Tuesday, May 11, 2010

Abbreviated emotions



Abbreviated emotions


Me: “Good morning. Hope you are fine. Have a great day. Take care. Be happy :-)”

‘Friend’: “Gm ttyl tc”

Amongst the many mixed outcomes of Facebook and SMSes, is that of abbreviated emotions, abbreviated thoughts and thus abbreviated relationships. If the good morning message quoted at the beginning wasn’t hurtful enough, every day one can see hundreds of such lame and lazy conversations all over the Internet and in SMSes (Thankfully, this disease has not contaminated verbal conversations as of yet). 

If ‘wassup’ (Also the name of a daily programme on a highly commercialized, capitalist and popular Youth channel) meaning ‘What’s up’, ‘gotcha’ – ‘Got you’, ‘wanna’ – ‘Want to’ were the first symptoms of this deadly illness, then symptoms like ‘brb’ - ‘Be right back’, ‘ttyl’ - ‘Talk to you later’ and a recently discovered ‘bmj’ - ‘Bhaad me jaa’ have signaled the spread of this epidemic. Even an emotion as pure and scarce as happiness is abbreviated as ‘lol’ – ‘Laugh out loud’ (Sometimes misinterpreted as ‘lots of love’. Thankfully love is not one of this disease’s victims so far), ‘ROFL’ means ‘rolling on floor laughing’, ‘LMAO’ means ‘laughing my ass off’ and ‘LMFAO’ (an aberration of an aberration) meaning ‘laughing my fucking ass off’. And then, the good old ‘tc’ (Take care) is always omnipresent.

Words that convey one’s feeling for the other at different times of the day like ‘Good Morning’ and ‘Good Night’ haven’t been spared either with days starting with ‘gm’ and ending with ‘gn sd’ (Sweet dreams).

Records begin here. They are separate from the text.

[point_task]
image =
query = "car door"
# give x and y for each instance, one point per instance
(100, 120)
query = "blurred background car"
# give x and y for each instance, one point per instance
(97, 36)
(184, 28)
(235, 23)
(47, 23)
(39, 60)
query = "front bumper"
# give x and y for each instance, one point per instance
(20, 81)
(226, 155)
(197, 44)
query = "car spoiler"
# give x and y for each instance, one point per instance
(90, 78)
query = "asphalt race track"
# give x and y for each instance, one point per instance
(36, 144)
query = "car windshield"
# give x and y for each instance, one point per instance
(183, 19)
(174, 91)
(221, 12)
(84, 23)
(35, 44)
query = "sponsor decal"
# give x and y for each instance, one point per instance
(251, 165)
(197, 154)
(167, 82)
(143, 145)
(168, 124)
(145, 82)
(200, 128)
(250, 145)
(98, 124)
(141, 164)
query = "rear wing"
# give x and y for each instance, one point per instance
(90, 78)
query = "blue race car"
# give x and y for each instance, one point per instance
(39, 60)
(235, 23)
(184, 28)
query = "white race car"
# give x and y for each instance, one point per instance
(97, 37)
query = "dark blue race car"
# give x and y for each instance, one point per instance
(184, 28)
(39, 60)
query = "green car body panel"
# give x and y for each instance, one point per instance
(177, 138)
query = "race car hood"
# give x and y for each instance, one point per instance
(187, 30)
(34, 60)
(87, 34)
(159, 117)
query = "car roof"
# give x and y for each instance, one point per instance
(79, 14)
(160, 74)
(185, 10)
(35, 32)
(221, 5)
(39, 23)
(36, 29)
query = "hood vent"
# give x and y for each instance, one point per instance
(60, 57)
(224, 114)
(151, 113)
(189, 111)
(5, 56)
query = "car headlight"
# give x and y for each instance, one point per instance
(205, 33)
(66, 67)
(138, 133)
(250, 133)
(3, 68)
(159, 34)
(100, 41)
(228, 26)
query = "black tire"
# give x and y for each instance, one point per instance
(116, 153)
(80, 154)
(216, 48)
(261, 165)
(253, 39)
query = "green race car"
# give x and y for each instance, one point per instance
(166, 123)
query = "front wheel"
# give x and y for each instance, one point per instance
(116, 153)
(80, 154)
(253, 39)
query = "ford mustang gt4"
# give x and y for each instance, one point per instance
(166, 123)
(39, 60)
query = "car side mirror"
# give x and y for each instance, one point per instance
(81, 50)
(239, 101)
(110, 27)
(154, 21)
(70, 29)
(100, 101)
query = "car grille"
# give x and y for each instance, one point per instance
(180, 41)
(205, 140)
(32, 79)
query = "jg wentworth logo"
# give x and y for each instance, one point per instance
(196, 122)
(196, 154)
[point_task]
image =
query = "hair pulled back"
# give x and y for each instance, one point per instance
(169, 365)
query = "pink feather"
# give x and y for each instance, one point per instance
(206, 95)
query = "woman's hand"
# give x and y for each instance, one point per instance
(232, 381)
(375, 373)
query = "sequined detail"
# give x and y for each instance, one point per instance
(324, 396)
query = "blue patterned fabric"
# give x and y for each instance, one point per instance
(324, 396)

Also note the lowercase form of all these abbreviations. Why should we even press an extra button to give a word or letter the uppercase respect it deserves? “Doli me bithake, sitaaron se sajake, zamaane se churake, le jaunga, saawariya” par ungli hilake full-forms kyu likhunga. Quite apart from murdering and insulting a beautiful language, emotions and relationships are brutally and inhumanly abused and demeaned every single moment.

It is no veiled truth that this disease has contaminated almost all youngsters (who can afford the luxuries of high-tech communication) but thankfully very few grown-ups have been diagnosed with this highly fatal condition.

What is it that drives us youngsters to such painfully peculiar extremes? Is it our love of short-cuts or our ever-decreasing love of relationships or does this signal the end of respect for love itself? Or is it our immaturity? I think it is a combination of all of these being topped off by the same old reason – not really caring much, not thinking about what one does, simple ignorance or disinterest even in ourselves and our own deeds.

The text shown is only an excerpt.